Question

Question: From A List Of Gene Symbols To A Bed File With name of the chromosome and Start/end position

0

Entering edit mode

6.3 years ago

11yj3312 ▴ 20

Hi,y'all, I have a list of Gene Symbols,How can i transform Gene Symbols to a .bed file with name of the chromosome and Start/end position

gene genesymbols Bed Position chromosome • 2.4k views

ADD COMMENT • link updated 6.3 years ago by Alex Reynolds 35k • written 6.3 years ago by 11yj3312 ▴ 20

0

Entering edit mode

You should add more information, such as the genome build in which you want co-ordinates (hg19?; hg38?; mm9?; mm10?). Also, are these HGNC gene symbols? Are you only interested in the co-ordinates of the canonical isoform?

You could quite easily just download the GENCODE GTF annotation files from here and then extract the information from these using grep

There is most likely a more automated solution.

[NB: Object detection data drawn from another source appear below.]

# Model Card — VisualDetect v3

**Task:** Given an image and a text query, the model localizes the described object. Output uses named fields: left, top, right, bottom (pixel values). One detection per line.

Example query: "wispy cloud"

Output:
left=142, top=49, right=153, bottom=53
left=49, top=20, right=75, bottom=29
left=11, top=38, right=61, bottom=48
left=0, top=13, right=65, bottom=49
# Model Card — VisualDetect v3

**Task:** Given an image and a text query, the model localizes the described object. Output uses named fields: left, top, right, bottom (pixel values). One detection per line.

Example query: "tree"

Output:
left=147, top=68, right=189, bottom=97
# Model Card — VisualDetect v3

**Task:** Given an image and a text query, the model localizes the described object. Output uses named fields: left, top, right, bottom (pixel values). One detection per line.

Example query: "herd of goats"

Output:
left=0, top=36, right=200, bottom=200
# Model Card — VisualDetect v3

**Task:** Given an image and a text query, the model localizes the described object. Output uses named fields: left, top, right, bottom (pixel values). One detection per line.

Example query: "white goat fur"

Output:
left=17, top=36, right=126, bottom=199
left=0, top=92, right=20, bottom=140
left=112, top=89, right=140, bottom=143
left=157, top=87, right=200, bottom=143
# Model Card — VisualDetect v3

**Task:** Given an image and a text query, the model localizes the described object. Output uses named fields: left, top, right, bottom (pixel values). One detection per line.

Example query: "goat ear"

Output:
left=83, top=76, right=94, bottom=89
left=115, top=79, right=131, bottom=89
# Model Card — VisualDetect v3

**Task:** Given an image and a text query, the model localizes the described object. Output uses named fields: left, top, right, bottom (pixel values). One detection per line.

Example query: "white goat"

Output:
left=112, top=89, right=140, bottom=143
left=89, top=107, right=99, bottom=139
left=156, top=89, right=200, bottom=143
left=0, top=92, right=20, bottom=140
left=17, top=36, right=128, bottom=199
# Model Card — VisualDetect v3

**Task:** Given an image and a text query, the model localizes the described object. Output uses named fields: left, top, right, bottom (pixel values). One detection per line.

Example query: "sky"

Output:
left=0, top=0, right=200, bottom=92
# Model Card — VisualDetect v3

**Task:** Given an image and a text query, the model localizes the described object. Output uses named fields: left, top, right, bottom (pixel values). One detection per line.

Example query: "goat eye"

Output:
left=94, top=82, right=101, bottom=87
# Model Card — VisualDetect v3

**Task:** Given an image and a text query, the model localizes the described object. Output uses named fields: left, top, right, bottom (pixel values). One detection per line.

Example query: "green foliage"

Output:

ADD REPLY • link 6.3 years ago by Kevin Blighe 87k

score 0 · Answer 1 · 2017-12-28

0

Entering edit mode

6.3 years ago

Devon Ryan 104k

A simple method would be to go to Ensembl biomart, select the relevant organism, select what you want (chromosome and start/end position) and then upload the list of gene symbols you have.

ADD COMMENT • link 6.3 years ago by Devon Ryan 104k

score 0 · Answer 2 · 2017-12-28

If you want to do things in a more automated fashion, you could install the Ensembl Perl API and then run a Perl script (like the one posted below) to grab exons.

#!/usr/bin/env perl

use strict;
use warnings;
use Data::Dumper;
use Bio::EnsEMBL::DBSQL::DBAdaptor;

my $host    = 'ensembldb.ensembl.org';
my $user    = 'anonymous';
my $dbname  = 'homo_sapiens_core_89_38';
my $port    = '3306';
my $species = 'homo_sapiens';
my $group   = 'core';
my $db = new Bio::EnsEMBL::DBSQL::DBAdaptor(-host =>   $host,
                                            -user =>   $user,
                                            -dbname => $dbname,
                                            -port =>   $port);

my $slice_adaptor = $db->get_SliceAdaptor();

my $slices = $slice_adaptor->fetch_all('chromosome');
foreach my $slice (@{$slices}) {
    my $chr = "chr".$slice->seq_region_name();
    my $genes = $slice->get_all_Genes();
    foreach my $gene (@{$genes}) {
        my $exons = $gene->get_all_Exons();
        my $id = $gene->external_name();
        my $exon_index = 1;
        my $exon_number = $exon_index;
        my $exon_count = scalar(@{$exons});        
        foreach my $exon (@{$exons}) {
            my $start = $exon->start();
            my $end = $exon->end();
            if ($start < $end) {
                my $stable_id = $exon->stable_id();
                my $strand = $exon->strand();
                if ($strand == 1) { 
                    $strand = "+";
                    $exon_number = $exon_index;
                } 
                elsif ($strand == -1) { 
                    $strand = "-";
                    $exon_number = $exon_count - $exon_index + 1;
                } 
                else { 
                    die "unknown value for strand\n"; 
                }
                print STDOUT join("\t", ($chr, $start, $end, $id, $exon_number, $strand))."\n";
                $exon_index++;
            }
        }
    }
}

Be sure to change the dbname and species variables depending on your needs.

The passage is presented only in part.